Duration of viral shedding is less time sensitive to perturbation than viral load AUC and epithelial cells infected and is also influenced by a broader array of pharmacological interventions in the SARS-CoV2 cell cycle. Unlike both epithelial cells and viral load AUC, treatments targeting δ (death of infected cells) were the most effective against duration of viral shedding. The concept of early intervention with combination treatments targeting δ was validated in the clinic recently, where an open label, prospective, randomized early treatment study (median 5 days, [IQR 3-7 days] since symptom onset) showed triple combination of ribavirin, lopinavir/ritonavir, interferon (which all target δ) reduced viral shedding by 5 days sooner versus Lop/r alone [9]. Such findings may translate into meaningful benefits for patients and society, as duration of viral shedding may impact duration of hospital stay or isolation for an individual, and risk of transmission to others and the associated costs from a public health perspective [17].

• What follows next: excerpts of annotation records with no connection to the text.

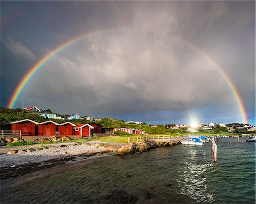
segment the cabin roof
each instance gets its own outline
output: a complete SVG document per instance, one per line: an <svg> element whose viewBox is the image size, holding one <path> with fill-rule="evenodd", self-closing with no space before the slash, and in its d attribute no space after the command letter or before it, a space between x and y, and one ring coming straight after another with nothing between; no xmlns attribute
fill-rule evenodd
<svg viewBox="0 0 256 204"><path fill-rule="evenodd" d="M94 129L94 128L92 125L90 125L90 124L81 124L77 125L76 126L76 128L84 128L84 127L85 127L86 126L88 126L89 127L90 127L90 129Z"/></svg>
<svg viewBox="0 0 256 204"><path fill-rule="evenodd" d="M32 121L32 120L30 120L30 119L24 119L24 120L19 120L19 121L16 121L11 122L10 124L16 124L16 123L19 123L19 122L25 122L25 121L30 121L30 122L31 122L34 123L34 124L36 124L36 125L38 125L38 124L39 124L39 122L35 122L35 121Z"/></svg>
<svg viewBox="0 0 256 204"><path fill-rule="evenodd" d="M53 124L55 124L56 125L60 125L57 122L54 122L54 121L46 121L46 122L40 122L39 124L39 125L43 125L43 124L47 124L47 123L49 123L49 122L51 122L51 123L52 123Z"/></svg>
<svg viewBox="0 0 256 204"><path fill-rule="evenodd" d="M72 124L72 122L63 122L63 124L60 124L60 125L67 125L68 124L72 125L74 127L76 126L76 125L75 125L74 124Z"/></svg>

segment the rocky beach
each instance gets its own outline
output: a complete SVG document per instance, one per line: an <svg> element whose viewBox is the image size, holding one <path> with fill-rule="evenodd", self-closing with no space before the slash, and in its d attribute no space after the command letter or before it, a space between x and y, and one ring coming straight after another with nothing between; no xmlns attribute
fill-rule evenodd
<svg viewBox="0 0 256 204"><path fill-rule="evenodd" d="M178 141L174 141L169 145L177 143ZM156 147L162 147L164 144L163 143L153 142L127 144L94 141L84 143L76 142L1 147L1 179L21 176L26 173L88 158L143 152Z"/></svg>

The SARS-CoV-2 cell cycle provides some foundational basis for the selection of existing treatments with pharmacological plausibility within a set of combination regimens. To maximize sparing of epithelial cells and potential consequences of downstream cytotoxicity and pulmonary inflammation, a treatment regimen should include treatment(s) that maximize pharmacology on β (inhibition of new epithelial cell infection) like camostat, chloroquine and hydroxychloroquine, or influence rho as evidenced via remdesivir. To reduce duration of viral shedding, treatment regimens should include components that effectively reduce δ (death of infected cells) such as ribavirin, lopinavir/ritonavir and/or interferon. Interventions like convalescent plasma, or investigational antibodies such as RGN-COV2 and other investigational antibody treatments targeting c (killing of released virions) have the most significant promise in rapidly reducing viral load and will be a welcome addition to the combination armamentarium.